Madame [T] [C] [X] [G] a été entendu en ses explications ;
La SELARL ACTIS AVOCATS, avocat plaidant représentant l'autorité administrative a été entendu en sa plaidoirie ;
Me Marie SITRUK, avocat plaidant, avocat de Madame [T] [C] [X] [G], a été entendu en sa plaidoirie ;
Le défendeur a eu la parole en dernier,
MOTIVATIONS
Attendu que Madame [T] [C] [X] [G] non autorisée à entrer sur le territoire français le 08/08/24 à 09:09 heures, a suivant décision du Chef de Service de contrôle aux frontières ou d'un fonctionnaire désigné par lui, en date du 08/08/24 à 09:09 heures, été maintenue dans la zone d'attente de l'aéroport de [6] pour une durée de quatre jours ;
Attendu qu'à l'issue de cette période la personne maintenue en zone d'attente n'a pas été admise et n'a pas pu être rapatriée ;
Attendu que par saisine du 11 Août 2024 l'autorité administrative sollicite la prolongation du maintien de Madame [T] [C] [X] [G] en zone d'attente pour une durée de huit jours ;
Aux termes de l’article L342-1du code de l’entrée et du séjour des étrangers et du droit d’asile, “le maintien en zone d’attente au-delà de quatre jours à compter de la décision initiale peut être autorisé, par le juge des libertés et de la détention statuant sur l'exercice effectif des droits reconnus à l'étranger, pour une durée qui ne peut être supérieure à huit jours”.
En vertu de l’article L.342-2 du code de l’entrée et du séjour des étrangers et du droit d’asile, l'autorité administrative expose dans sa saisine les raisons pour lesquelles l'étranger n'a pu être rapatrié ou, s'il a demandé l'asile, admis, et le délai nécessaire pour assurer son départ de la zone d'attente.
L'existence de garanties de représentation de l'étranger n'est pas à elle seule susceptible de justifier le refus de prolongation de son maintien en zone d'attente.
Si le juge judiciaire a la faculté de ne pas autoriser la prolongation du maintien en zone d'attente de l'étranger, il ne peut remettre en cause la décision administrative de refus d'entrée et doit s'assurer que celui-ci ne tente pas de pénétrer frauduleusement sur le territoire français et présente des garanties sur les conditions de son séjour mais également de départ du territoire français.
Il ressort des pièces de la procédure et des éléments contradictoirement débattus lors de l’audience que Madame [T] [C] [X] [G] née le 15 novembre 1994 à [Localité 4] (Colombie) s’est vue refuser l’entrée sur le territoire national le 08 août 2024, au motif qu’elle ne justifiait pas de l’ensemble des conditions de séjour exigées, son billet retour s’avérant être non valable.
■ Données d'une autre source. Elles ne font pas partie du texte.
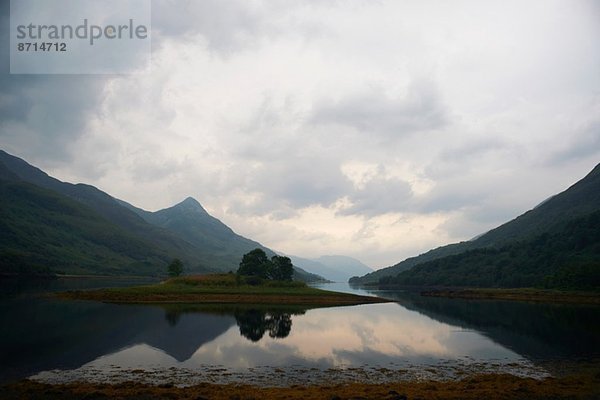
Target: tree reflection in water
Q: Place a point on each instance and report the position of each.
(254, 323)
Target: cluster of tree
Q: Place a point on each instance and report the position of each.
(257, 264)
(567, 256)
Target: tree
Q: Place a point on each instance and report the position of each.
(282, 268)
(255, 263)
(175, 268)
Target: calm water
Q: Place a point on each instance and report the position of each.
(57, 341)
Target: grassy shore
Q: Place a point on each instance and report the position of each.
(521, 294)
(222, 289)
(490, 386)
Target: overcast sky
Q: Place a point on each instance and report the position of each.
(374, 129)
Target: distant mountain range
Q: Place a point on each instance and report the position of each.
(49, 226)
(556, 244)
(333, 268)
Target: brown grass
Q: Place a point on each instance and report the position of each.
(491, 386)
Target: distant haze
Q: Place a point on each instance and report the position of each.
(376, 130)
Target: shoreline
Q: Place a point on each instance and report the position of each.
(333, 299)
(583, 385)
(221, 289)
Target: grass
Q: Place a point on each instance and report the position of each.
(222, 289)
(519, 294)
(488, 386)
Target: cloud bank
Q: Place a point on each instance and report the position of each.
(372, 129)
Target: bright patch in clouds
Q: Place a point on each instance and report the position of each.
(372, 129)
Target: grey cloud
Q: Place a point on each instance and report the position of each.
(227, 25)
(583, 145)
(40, 115)
(373, 112)
(303, 181)
(380, 196)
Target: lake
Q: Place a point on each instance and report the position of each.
(416, 337)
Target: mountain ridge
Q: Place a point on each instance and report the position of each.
(88, 231)
(578, 200)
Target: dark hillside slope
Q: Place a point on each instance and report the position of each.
(110, 209)
(580, 200)
(42, 231)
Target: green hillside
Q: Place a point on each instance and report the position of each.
(529, 250)
(51, 226)
(223, 248)
(565, 256)
(42, 231)
(110, 209)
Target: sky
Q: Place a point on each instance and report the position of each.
(373, 129)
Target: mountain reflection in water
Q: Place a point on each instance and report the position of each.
(40, 334)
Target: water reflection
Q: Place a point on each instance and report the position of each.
(417, 331)
(253, 321)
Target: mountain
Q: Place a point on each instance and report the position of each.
(190, 221)
(223, 248)
(51, 226)
(556, 243)
(333, 268)
(108, 209)
(42, 231)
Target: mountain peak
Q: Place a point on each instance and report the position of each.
(191, 204)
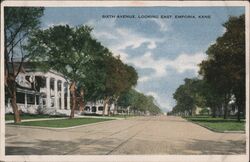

Son compagnon, Monsieur [E] [N] [R] [J] faisait parallèlement l’objet de la même décision. La compagnie aérienne Iberia précisait que le numéro de réservation figurant sur les billets retour présentés par les intéressés correspondait à un vol de mai 2024 d’un autre couple.
Le 08 août 2024 était reçu en la faveur de Madame [X] [G] une autre billeterie retour pour un trajet [6]/[Localité 5] puis [Localité 5]/[Localité 2] le 15 août 2024.
Madame [X] [G] refusait de se rendre à l’aéroport le 10 août 2024 aux fins de prendre un vol à destination de [Localité 2] (Colombie).
Ce même jour une réservation pour un hébergement dans un dortoir pour un homme entre le 11 et le 15 août était reçue en sa faveur, ce qui ne pouvait pourtant être valable à l’égard de Madame [T] [C] [X] [G].
Lors de l’audience, Madame [X] [G] déclarait vouloir profiter avec son compagnon, Monsieur [R] [J] des quelques jours de vacances qu’il leur restait.
Refuser toute régularisation des conditions d’entrée et de garantie de séjour et de départ de l’espace Schengen après la décision de non-admission reviendrait à priver le juge judiciaire de son pouvoir d’appréciation et de sa faculté de ne pas autoriser la prolongation de maintien en zone d’attente que la loi lui accorde.
Cependant, en l’espèce, de sérieux doutes subsistent quant aux conditions de voyage de Madame [T] [C] [X] [G] au regard de l’invalidité de sa billeterie de retour initiale. Elle n’a pas régularisé sa situation depuis lors, une réservation dans un dortoir pour homme ne pouvant être considérée comme valable à son égard. Son maintien en zone d’attente apparaît dès lors nécessaire et proportionné.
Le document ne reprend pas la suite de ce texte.